Right now, Pronto exists as a standalone refrigerator inside Eataly that’s filled with grab-and-go salads and sandwiches, from caprese salad to a prime rib sandwich with cacio e pepe crema. The concept launched in May, but the offerings from chef Kristen Quito have recently expanded. The menu also includes a Genoa salami sandwich with artichokes, olives, mint, Calabrian chili, and Pecorino Romano and a roasted chicken, speck, radicchio, spinach, and Grana Padano salad. All items are priced between $6 and $13 with the average cost for a full lunch landing around $9; side salads, like one made with beets and ricotta salata, are priced around $6. As a point of comparison, Eataly Pronto’s prices are comparable to lunch options at other grab-and-go chains such as Pret a Manger, a chain out of the UK, and Texas-based Snap Kitchen.
Eataly’s made-to-order sandwich offerings, for which patrons must wait in line, currently include cold options like mortadella with fennel and orange marmelatta and hot paninis like soppressata and provolone and are priced similarly to the Pronto items. A hot prime rib sandwich ($14.80) is a draw at the rotisserie counter, where shoppers can also queue up for a roasted chicken or braised brisket meatballs to go. The Pronto menu items are not direct copies of the panini or rotisserie menu, “so the offerings don’t overlap,” Sullivan says.

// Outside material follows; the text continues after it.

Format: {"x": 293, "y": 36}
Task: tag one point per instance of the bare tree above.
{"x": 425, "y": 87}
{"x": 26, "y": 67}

“The salads and sandwiches, the way we pack them, are shelf-stable,” says Quito, who notes that a system is in place to track exactly how long each item has sat on the shelf. The caprese salad, which Sullivan promises is the freshest pre-packed mozzarella, tomato, and basil salad on the market, is restocked every three hours. “At Eataly every customer has to have the best experience,” Quinto says, “and freshness is a big part of that.”
The average Eataly location requires millions of dollars and years of development to roll out. But the concept is tremendously lucrative: Eataly’s Flatiron location famously brought in $70 million in its first year of operation, and sales have only increased from there. Sullivan, a graduate of the Cornell School of Hotel Administration, is a veteran of foodservice behemoths like Aramark and Restaurant Associates that outfit corporate cafeterias and airport terminals, so he knows how to design a concept to scale.
If successful, it’s not hard to see how a concept like Eataly Pronto could eventually exist as its own standalone shop, at once meeting the needs of consumers looking for a quick lunch and helping to ease crowds at busy Eataly locations like the ones in Manhattan or downtown Chicago. At least for the moment, reps for Eataly insist that Pronto is a menu meant only to exist within Eataly.
For the past few months, Sullivan has been eyeing store sales to see if Pronto is stealing customers away from Eataly’s rotisserie or panini bars. “Some of those customers are grabbing sandwiches or salads from the Pronto area instead of waiting in line,” Sullivan says, “but overall [Pronto] has added to our bottom line.”